Bret Christensen: Yes. Thanks, George. So, we said it would persist into Q2, which where we're at today. But at the same time, we're saying we're weeks away from probably a fully normal situation. So that is tremendous progress. And we intentionally are kind of taking an easy on Asteria to allow them to build through safety stock because we do want to eventually get to another two months or so of safety stock on top of everything they are currently supplying to our customers. So, we're going to continue to use our third-party partners as much as we can to allow that to happen. And we use them going forward as well. They've just been fantastic in this whole process.
So, we had the management team into the corporate office today. And like I can tell you, just anecdotally, if it's not going well, we hear it. And the consensus was things are much, much better today than they were weeks and months ago. So I think that the team is feeling it. Our customers are certainly feeling it. We're not completely out of the woods only because we're still allocating inventory, meaning we're holding some of our customers to two or three weeks of inventory when they're used to having two-plus months sometimes. That just gives them the confidence to schedule a lot of cases in the future.
So that's the only thing I would say is there's inventory in the field. It's not to the level that some of our customers would like to see it to feel confident, but we'll get there shortly.
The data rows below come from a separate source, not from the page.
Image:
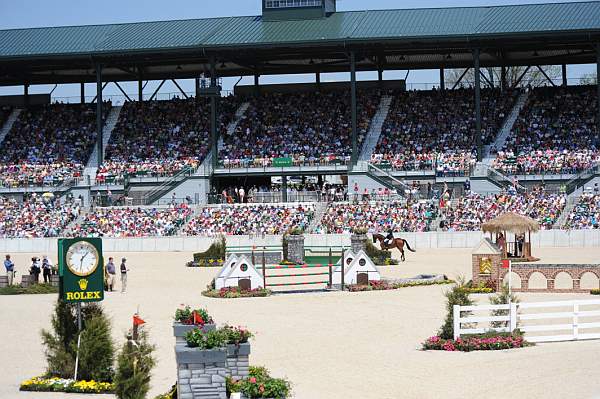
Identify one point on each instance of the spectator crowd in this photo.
(133, 222)
(36, 216)
(556, 132)
(250, 219)
(48, 144)
(310, 128)
(427, 130)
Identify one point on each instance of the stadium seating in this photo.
(132, 222)
(35, 217)
(298, 129)
(249, 219)
(555, 133)
(435, 130)
(471, 211)
(378, 217)
(48, 144)
(161, 138)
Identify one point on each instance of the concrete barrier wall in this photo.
(468, 239)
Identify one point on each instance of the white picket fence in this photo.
(530, 319)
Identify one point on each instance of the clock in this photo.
(82, 258)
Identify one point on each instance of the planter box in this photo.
(179, 330)
(185, 354)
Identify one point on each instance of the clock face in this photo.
(82, 258)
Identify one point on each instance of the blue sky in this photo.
(35, 13)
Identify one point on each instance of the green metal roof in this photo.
(340, 26)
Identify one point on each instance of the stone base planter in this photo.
(238, 362)
(201, 373)
(179, 330)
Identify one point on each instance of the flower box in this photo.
(185, 354)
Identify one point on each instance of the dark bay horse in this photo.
(396, 243)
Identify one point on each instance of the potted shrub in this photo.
(187, 319)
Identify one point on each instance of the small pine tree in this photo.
(501, 298)
(456, 296)
(134, 365)
(96, 352)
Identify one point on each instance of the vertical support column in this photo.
(256, 84)
(478, 105)
(353, 107)
(284, 188)
(99, 122)
(213, 115)
(26, 95)
(140, 91)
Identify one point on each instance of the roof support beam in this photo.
(545, 75)
(157, 89)
(99, 121)
(354, 156)
(478, 141)
(520, 77)
(459, 79)
(179, 87)
(122, 91)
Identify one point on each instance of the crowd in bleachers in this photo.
(586, 213)
(160, 138)
(132, 222)
(378, 217)
(48, 144)
(250, 219)
(468, 213)
(35, 217)
(435, 130)
(556, 132)
(308, 128)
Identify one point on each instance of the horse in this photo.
(396, 243)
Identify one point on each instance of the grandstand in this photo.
(432, 158)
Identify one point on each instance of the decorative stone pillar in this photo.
(201, 373)
(358, 242)
(238, 362)
(295, 248)
(180, 330)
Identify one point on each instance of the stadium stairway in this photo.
(12, 118)
(320, 208)
(506, 128)
(109, 125)
(375, 129)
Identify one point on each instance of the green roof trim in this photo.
(340, 26)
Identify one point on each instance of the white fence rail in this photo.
(532, 319)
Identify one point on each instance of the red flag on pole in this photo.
(137, 320)
(197, 318)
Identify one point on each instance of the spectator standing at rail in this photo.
(10, 269)
(110, 274)
(124, 271)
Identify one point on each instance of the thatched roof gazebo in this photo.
(517, 224)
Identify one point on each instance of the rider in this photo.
(390, 237)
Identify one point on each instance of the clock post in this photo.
(81, 270)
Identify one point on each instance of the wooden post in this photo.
(264, 272)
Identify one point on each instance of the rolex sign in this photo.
(81, 269)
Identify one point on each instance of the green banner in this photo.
(81, 269)
(282, 161)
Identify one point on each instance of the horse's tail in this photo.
(408, 246)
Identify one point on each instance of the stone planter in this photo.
(179, 330)
(238, 362)
(295, 248)
(358, 242)
(201, 373)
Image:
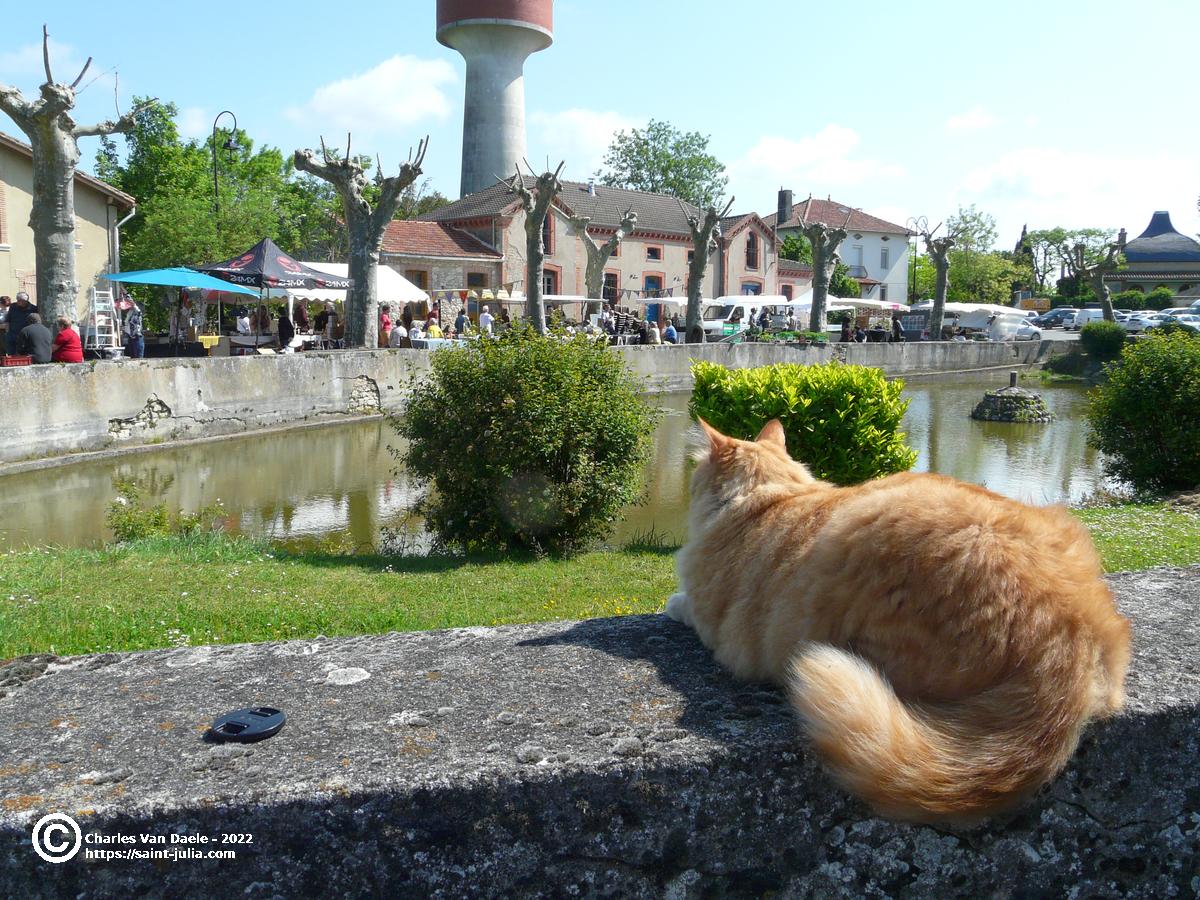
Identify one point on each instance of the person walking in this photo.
(17, 319)
(135, 340)
(35, 340)
(67, 347)
(287, 330)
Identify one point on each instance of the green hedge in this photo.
(1103, 340)
(841, 421)
(1146, 418)
(527, 443)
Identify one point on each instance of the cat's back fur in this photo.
(945, 646)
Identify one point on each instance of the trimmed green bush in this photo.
(1146, 418)
(841, 421)
(527, 443)
(1103, 340)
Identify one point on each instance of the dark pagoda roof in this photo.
(1162, 244)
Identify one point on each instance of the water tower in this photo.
(495, 37)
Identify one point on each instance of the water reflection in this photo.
(304, 485)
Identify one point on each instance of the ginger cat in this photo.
(945, 646)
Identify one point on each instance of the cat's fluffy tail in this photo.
(957, 761)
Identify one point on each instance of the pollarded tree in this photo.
(940, 252)
(537, 207)
(54, 138)
(702, 243)
(366, 226)
(825, 241)
(1092, 267)
(600, 253)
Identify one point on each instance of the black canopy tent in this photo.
(265, 265)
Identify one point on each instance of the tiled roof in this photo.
(655, 211)
(435, 239)
(103, 187)
(834, 214)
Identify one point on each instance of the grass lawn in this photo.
(217, 589)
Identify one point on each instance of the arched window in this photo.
(751, 251)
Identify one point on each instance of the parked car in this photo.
(1055, 317)
(1083, 317)
(1027, 331)
(1140, 322)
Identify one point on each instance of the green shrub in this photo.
(130, 519)
(1103, 340)
(1146, 418)
(841, 421)
(527, 443)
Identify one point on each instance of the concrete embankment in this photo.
(58, 409)
(609, 757)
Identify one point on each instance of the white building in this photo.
(875, 251)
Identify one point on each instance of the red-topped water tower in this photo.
(495, 37)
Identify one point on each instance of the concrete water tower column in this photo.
(495, 37)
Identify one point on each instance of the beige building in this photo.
(99, 208)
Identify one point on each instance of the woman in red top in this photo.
(66, 343)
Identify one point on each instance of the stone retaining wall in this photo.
(609, 757)
(61, 409)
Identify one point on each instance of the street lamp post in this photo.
(918, 226)
(232, 147)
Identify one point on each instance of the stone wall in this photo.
(61, 409)
(609, 757)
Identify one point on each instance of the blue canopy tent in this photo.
(181, 277)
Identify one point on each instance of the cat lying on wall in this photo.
(945, 646)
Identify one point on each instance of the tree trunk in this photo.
(937, 315)
(535, 257)
(694, 329)
(361, 317)
(52, 221)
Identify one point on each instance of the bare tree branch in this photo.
(46, 54)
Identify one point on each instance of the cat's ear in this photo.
(773, 433)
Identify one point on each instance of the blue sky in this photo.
(1048, 113)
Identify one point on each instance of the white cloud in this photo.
(822, 163)
(1075, 189)
(390, 97)
(975, 119)
(580, 137)
(195, 123)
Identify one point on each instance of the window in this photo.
(610, 286)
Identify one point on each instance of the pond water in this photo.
(304, 485)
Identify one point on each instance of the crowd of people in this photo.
(27, 335)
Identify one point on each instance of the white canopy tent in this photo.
(391, 287)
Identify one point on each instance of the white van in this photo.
(1081, 318)
(731, 313)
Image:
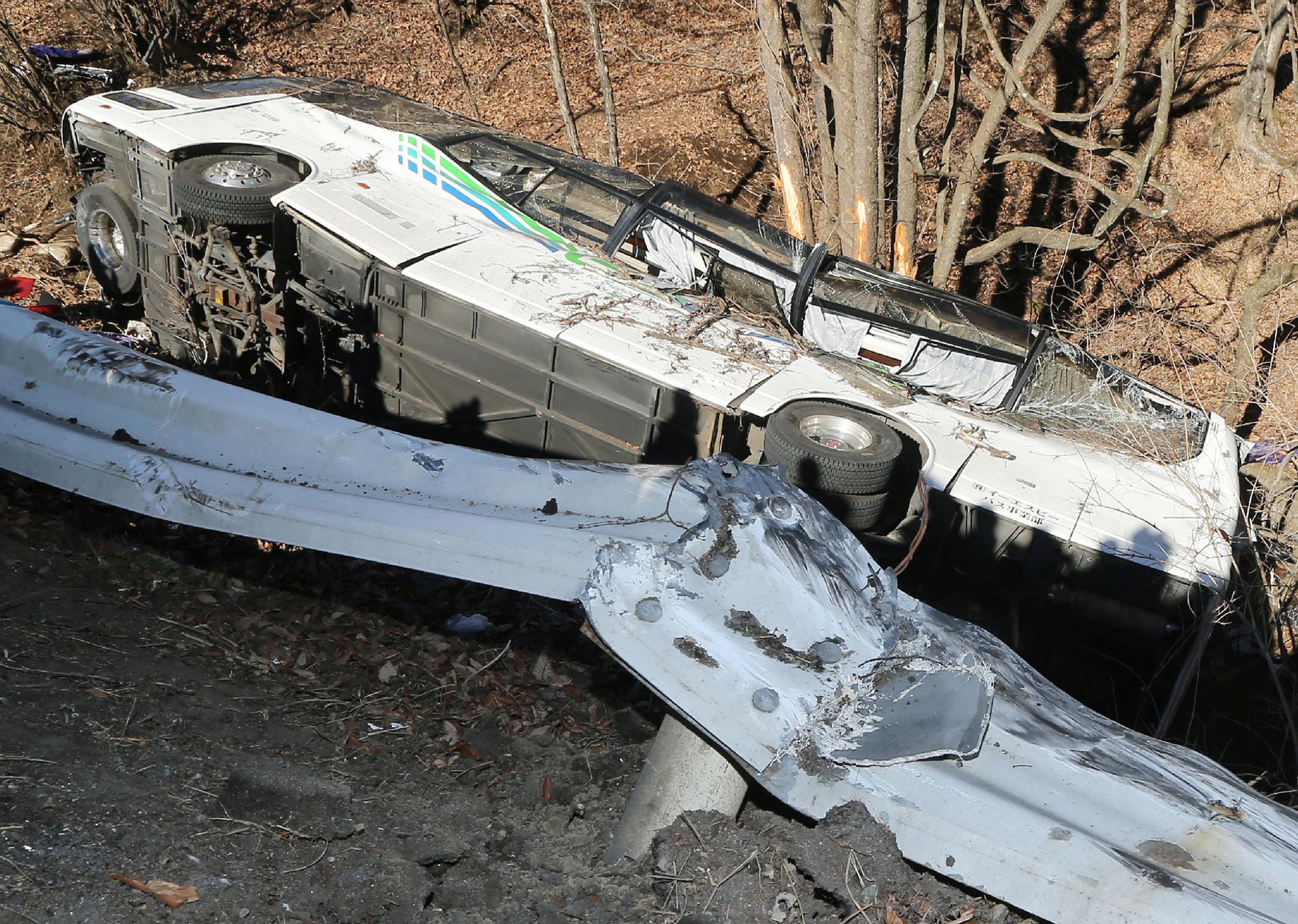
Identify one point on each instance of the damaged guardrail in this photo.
(735, 597)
Robert Peterson: And George, to your first part of the question about Asteria, I would just tell you that it does take some time in a regulated environment to make sure that we can get a second shift up and running. So those steps started about one month, 1.5 months ago. I can tell you, as far as where we are in the second shift, we just recently started that second shift. And as you can imagine, the shop at Asteria is working even before the second shift around the clock to maximize production. But the second shift now would eliminate a lot of the constraints, if you will, that exist with vialing and packaging some of these smaller items.
So I would tell you, in the next -- Bret mentioned in a couple of weeks -- in the next couple of weeks, we should be in a solid position. I believe that, that would be the case primarily because of the advent of the second shift. And probably in a month's time -- in a month, maybe a little bit longer, we should be ahead of our safety stock levels so that we can start looking forward to regaining traction from a vertical integration perspective at Asteria, so we can really start ramping back up to where we once were.
Operator: This concludes our question-and-answer session. I would like to turn the conference back over to Bret Christensen for any closing remarks.
Bret Christensen: I want to thank everyone for joining us today. We appreciate your interest in Biote and look forward to speaking with you on our next conference call. Thanks, everyone.
Operator: The conference has now concluded. Thank you for attending today's presentation. You may now disconnect.